In Bomb Power, Garry Wills elegantly demonstrates how the imperatives of secretly conceiving, building, and deploying the nuclear bomb fundamentally changed American democracy — massively empowering the presidency, disempowering Congress, and setting the nation on a permanent war footing. At the same time, secrecy and deception metastasized through the American system, enabling the rise of extra-judicial assassinations, coup plotting, domestic surveillance, torture, and clandestine war. "Secrecy emanated from the Manhattan Project like a giant radiation emission..." writes Wills, "Because the government was the keeper of the great secret, it began specializing in secret keeping.”
Also discussed: Christopher Nolan's Oppenheimer (2023), Henry Kissinger (RIP), Bush and Obama, Snowden, Ellsberg, and the ways in which Bomb Power is a profoundly Catholic book. Enjoy!
Sources:
Garry Wills, Bomb Power: The Modern Presidency and the National Security State (2010)
Daniel Ellsberg, The Doomsday Machine: Confessions of a Nuclear Planner (2017)

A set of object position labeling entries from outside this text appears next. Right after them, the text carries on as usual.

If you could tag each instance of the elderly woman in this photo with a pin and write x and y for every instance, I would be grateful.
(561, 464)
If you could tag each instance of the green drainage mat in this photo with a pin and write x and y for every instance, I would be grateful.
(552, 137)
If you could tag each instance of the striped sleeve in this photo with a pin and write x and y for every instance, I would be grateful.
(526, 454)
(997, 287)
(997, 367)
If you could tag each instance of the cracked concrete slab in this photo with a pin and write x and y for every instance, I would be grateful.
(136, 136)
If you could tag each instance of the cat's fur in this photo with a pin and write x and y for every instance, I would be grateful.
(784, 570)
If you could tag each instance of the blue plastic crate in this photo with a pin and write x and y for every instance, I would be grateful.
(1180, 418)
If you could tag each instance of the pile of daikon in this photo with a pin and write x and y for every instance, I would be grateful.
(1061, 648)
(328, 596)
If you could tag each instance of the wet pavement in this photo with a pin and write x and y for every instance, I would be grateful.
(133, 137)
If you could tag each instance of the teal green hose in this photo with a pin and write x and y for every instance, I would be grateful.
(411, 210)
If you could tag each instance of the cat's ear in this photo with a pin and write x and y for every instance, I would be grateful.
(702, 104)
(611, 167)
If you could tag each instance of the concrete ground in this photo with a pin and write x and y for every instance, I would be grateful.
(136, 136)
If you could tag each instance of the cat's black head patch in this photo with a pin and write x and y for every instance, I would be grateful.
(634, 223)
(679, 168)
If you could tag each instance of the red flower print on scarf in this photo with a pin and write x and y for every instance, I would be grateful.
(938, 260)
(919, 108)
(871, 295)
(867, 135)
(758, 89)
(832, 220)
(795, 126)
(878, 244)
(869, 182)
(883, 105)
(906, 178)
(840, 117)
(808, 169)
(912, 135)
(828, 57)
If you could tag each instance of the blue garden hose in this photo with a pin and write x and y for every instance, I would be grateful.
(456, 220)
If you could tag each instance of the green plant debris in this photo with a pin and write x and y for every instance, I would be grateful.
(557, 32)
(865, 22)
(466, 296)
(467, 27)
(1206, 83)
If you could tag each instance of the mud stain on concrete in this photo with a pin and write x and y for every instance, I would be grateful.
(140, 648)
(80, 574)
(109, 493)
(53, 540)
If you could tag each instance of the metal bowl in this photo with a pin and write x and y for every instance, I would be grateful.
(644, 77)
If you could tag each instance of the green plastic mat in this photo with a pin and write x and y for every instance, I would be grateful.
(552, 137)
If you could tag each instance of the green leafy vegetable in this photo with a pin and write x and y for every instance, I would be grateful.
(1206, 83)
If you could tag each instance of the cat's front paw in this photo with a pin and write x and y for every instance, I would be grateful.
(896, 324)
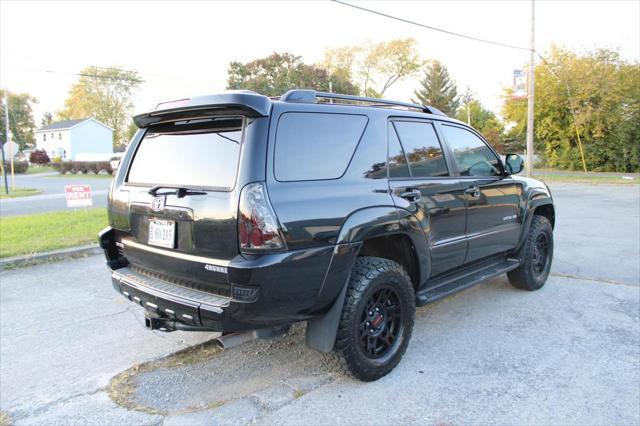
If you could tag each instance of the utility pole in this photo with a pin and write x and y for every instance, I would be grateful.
(5, 102)
(531, 91)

Barton Gellman, Dark Mirror: Edward Snowden and the American Surveillance State (2021)
Archbishop John Wester, "Living in the Light of Christ's Peace: A Conversation Toward Nuclear Disarmament," Jan 11, 2022
Erik Baker, "Daniel in the Lion's Den: On the Moral Courage of Daniel Ellsberg," The Baffler, June 17, 2023
John Schwenkler and Mark Souva, "False Choices: The Unjustifiable Bombing of Hiroshima and Nagasaki," Commonweal, Oct 14, 2020
https://www.chicagotribune.com/2024/05/30/garry-wills-at-90-the-influential-historian-has-become-his-own-iconoclast/?share=nitccoobsifiiehn2slg
Matt Messbarger
2024-05-30 19:49:50 +0000 UTC
I welcome @Mark K's quotes from Richard Rhodes, a book I read long ago and now plan to reread, and I would also recommend "American Prometheus," upon which the movie "Oppenheimer" was based.
I love your pod, Matt and Sam, but I have to say I found this episode superficial and simplistic, a one-note song. I haven't read Wills' book, but to me his/your main thesis only goes so far. For one thing, secrecy and extensive illegal wiretapping and spying on U.S. citizens by our own government long predated the Manhattan Project, mostly courtesy of good ol' J. Edgar Hoover.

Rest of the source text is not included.